Whether ER-positive patients should receive HRT touches upon the confusion regarding the relationship of estrogens and breast cancer. Estrogens have two effects with respect to breast cancer. The first is related to carci-nogenesis. Our current understanding of carcinogenesis is described by a two-stage model of initiation followed by promotion. Initiation may be caused by radiation, chemicals, viruses, or other agents and occurs over a brief period of time. Promotion is the second step in carcinogenesis and requires a long exposure to a second substance (promoter), which, by itself, may be innocuous. In breast cancer, the promoter is probably estrogen. In animal models of breast carcinogenesis, estradiol is the most potent promoter. Non-estradiol estrogens are either weak promoters or function as anti-promoters and protect against carcinogenesis [6]. In this country, conjugated estrogens are the most frequently administered medications for HRT. The majority of estrogens in conjugated estrogens are non-estradiol estrogens. If analogous to the animal model, then HRT may have little, if any, harmful effect with respect to breast carcinogenesis and may even function as an anti-promoter providing protection against development of second primary breast cancers.

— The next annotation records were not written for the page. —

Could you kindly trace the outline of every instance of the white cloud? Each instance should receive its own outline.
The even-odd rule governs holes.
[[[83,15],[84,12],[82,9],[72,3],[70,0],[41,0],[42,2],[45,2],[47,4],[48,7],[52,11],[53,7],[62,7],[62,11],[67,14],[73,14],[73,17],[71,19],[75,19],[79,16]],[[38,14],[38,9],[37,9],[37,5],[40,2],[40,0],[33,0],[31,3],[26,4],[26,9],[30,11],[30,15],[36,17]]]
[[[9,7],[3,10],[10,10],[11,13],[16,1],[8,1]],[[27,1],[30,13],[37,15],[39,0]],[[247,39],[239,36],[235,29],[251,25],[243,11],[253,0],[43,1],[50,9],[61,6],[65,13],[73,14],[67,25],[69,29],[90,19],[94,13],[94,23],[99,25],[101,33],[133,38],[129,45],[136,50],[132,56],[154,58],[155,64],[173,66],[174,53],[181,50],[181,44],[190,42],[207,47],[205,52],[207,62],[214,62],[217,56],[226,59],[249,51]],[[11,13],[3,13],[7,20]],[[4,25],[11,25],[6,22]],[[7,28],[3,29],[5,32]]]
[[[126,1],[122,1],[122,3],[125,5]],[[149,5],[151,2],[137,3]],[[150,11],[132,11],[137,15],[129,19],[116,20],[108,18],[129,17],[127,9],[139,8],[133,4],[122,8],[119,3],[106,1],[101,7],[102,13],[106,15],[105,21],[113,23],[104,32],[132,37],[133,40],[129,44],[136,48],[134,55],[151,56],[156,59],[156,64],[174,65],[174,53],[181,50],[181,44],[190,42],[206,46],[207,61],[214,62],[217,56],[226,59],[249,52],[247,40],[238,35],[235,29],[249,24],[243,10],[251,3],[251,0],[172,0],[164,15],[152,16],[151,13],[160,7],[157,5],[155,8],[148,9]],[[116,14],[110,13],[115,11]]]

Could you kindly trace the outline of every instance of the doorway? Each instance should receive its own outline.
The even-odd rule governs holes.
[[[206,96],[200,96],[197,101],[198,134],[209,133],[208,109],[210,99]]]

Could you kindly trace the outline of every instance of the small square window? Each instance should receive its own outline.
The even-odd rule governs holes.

The second effect of estrogen upon breast cancer is that it functions as a growth factor. Estradiol is the most potent growth factor. Any estrogen that binds with the estrogen receptor and competes with estradiol inhibits tumor growth for receptor-positive tumors. Estrogens are considered potent when they manifest systemic estrogenic effects. Diethylstilbestrol (DES) is a potent estrogen with good anti-breast cancer effects. Recently, tamoxifen has replaced DES as the antagonist of choice in breast cancer therapy because of the relative absence of systemic estrogen effects. However, tamoxifen may be defined as an estrogen because of its affinity for the ER receptor and its mild estrogenic effects on bone density [7] and serum lipids [5]. The use of tamoxifen in breast cancer supports the use of other non-estradiol estrogens such as conjugated estrogens. Conjugated estrogens have been used successfully to treat recurrent breast cancer [9]. Women receiving HRT at the time of breast cancer diagnosis have a significant 5-year survival advantage when compared with nonusers at the time of their diagnosis, which further supports the use of HRT in previously treated breast cancer patients [10].


We strongly believe that this report should not be interpreted as demonstrating the safety of HRT in previ-ously treated breast cancer patients. The ability to detect an adverse effect of HRT on breast cancer in this small group of patients is very slight. Had we detected early and uncontrolled recurrence in a substantial number of patients, these results would have been reported, and no further investigation would have been recommended. In light of our findings, we recommend expanded, formal-ized studies in a prospective setting. The incidence of breast cancer continues to increase such that it will be the most frequently diagnosed internal cancer in the United States in 1993. Cytotoxic chemotherapy is being used more frequently in young women, resulting in chemotherapy-induced menopause. The proportion of women cured of breast cancer continues to increase, accompanied by a general increase in longevity. The result is ever- increasing numbers of women previously treated for breast cancer who become menopausal and candidates for HRT. Based upon the known beneficial effects of HRT and the lack of evidence suggesting a harmful effect on previously treated breast cancer, it is imperative that prospective trials be conducted to resolve the issue of the use HRT in these patients.